In the list you obtain you have multiples tensor :
So if you want to use the network you should use every variables except the learning rate and the global_step counter. You can also use only a part of those variables as a starter for a larger network. I don't know if it would accelerate the training... maybe...
Note that output_b is missing in the checkpoint because of a bug in the saving method. This is fixed in the dev branch but the actual pre-trained network won't load with the software in that branch because of it.
Hi, Thank you for your detailed answer.In fact,I only want to extract the hidden vectors from the rnn,but in my list,it doesn't include the hidden vectors,right? the code:self.saver = tf.train.Saver(save_list) will save all variables, but hidden vectors didn't be saved,right? I want to use the hidden vectors in otherwhere,So can I get them from the tensorflow checkpoint file?but I didn't see them in the checkpoint file. (So sad!!!) Thank you!!!!
Maybe the hidden vectors are defined in this code: self.hidden_state = tf.Variable(tf.zeros((num_layers, 2, batch_size, hidden_size)), trainable=False)?
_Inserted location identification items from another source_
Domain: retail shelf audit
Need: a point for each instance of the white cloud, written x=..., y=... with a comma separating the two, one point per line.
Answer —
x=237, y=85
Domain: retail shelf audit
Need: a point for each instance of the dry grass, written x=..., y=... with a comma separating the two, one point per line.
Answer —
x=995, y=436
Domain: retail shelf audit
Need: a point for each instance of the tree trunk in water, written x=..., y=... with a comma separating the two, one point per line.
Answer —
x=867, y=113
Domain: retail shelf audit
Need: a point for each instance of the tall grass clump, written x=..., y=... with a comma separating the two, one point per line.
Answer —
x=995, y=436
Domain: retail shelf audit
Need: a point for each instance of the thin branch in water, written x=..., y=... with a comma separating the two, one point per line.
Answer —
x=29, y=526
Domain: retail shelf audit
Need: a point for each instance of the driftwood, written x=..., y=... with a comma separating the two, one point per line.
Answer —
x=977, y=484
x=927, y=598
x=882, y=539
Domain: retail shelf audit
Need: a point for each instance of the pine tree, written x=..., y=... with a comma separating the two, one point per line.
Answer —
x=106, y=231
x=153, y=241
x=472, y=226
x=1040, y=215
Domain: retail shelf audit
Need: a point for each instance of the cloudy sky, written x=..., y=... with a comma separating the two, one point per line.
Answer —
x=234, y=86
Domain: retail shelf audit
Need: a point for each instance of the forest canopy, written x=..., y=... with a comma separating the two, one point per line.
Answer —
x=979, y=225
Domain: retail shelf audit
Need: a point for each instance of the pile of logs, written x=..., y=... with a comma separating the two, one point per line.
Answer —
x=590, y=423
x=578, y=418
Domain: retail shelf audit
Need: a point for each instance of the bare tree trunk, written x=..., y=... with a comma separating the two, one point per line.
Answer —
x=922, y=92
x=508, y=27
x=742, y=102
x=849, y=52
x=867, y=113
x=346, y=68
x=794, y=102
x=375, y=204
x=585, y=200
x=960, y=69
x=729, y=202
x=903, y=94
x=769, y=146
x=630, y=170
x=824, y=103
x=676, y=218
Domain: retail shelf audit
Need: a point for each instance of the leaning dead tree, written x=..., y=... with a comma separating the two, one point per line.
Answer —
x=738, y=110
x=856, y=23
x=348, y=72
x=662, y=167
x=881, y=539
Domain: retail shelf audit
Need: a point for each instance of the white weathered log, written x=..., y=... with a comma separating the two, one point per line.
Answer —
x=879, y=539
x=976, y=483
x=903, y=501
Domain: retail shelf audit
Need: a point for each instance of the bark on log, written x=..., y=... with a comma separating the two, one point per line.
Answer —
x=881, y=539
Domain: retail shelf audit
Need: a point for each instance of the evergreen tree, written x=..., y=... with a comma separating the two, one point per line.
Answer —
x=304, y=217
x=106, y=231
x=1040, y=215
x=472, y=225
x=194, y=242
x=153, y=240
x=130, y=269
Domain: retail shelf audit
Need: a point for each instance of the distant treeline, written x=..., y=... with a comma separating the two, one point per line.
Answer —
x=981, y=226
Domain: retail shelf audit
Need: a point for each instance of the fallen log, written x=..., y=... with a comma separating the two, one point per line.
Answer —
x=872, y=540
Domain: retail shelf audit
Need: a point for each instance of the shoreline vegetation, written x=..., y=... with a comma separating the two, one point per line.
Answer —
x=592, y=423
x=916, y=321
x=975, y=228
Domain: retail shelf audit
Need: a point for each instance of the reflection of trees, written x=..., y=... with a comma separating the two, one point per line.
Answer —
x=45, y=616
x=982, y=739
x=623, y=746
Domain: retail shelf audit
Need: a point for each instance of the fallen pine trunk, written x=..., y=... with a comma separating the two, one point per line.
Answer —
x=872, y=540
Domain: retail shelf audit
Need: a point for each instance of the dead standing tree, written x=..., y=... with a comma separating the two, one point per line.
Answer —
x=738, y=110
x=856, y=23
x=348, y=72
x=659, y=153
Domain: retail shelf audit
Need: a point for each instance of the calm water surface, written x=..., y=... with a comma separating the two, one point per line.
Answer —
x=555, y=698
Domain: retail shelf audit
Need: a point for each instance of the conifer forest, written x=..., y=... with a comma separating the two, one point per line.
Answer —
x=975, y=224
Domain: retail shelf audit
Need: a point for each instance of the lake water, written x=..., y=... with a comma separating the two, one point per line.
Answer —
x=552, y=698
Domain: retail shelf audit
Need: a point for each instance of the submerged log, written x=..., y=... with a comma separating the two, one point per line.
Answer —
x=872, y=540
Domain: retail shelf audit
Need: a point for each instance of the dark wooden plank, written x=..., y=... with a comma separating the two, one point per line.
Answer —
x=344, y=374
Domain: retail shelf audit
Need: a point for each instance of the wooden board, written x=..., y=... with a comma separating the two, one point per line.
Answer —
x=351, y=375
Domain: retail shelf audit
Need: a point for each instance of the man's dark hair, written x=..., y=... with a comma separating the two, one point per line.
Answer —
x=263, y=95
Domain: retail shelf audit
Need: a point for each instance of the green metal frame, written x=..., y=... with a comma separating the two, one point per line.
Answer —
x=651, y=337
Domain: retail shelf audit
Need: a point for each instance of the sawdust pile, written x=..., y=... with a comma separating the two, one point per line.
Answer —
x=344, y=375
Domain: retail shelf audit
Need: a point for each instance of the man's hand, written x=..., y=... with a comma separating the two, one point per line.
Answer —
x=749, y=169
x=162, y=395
ok, I didn't understand it before, sorry. The hidden vector is in fact stored into the self.hidden_state variable. It's not saved into the checkpoint but your could have it with a minor change, just add it's name in the definition of save_list in AcousticModel.py :
save_list = [var for var in tf.global_variables() if (var.name.find('/input_w:0') != -1) or (var.name.find('/input_b:0') != -1) or (var.name.find('/output_w:0') != -1) or (var.name.find('/output_w:0') != -1) or (var.name.find('global_step:0') != -1) or (var.name.find('learning_rate:0') != -1) or (var.name.find('/weights:0') != -1) or (var.name.find('/biases:0') != -1)]
You can get the name by looking into the tensorboard's graph.
Thank you very much! I will have a try!!!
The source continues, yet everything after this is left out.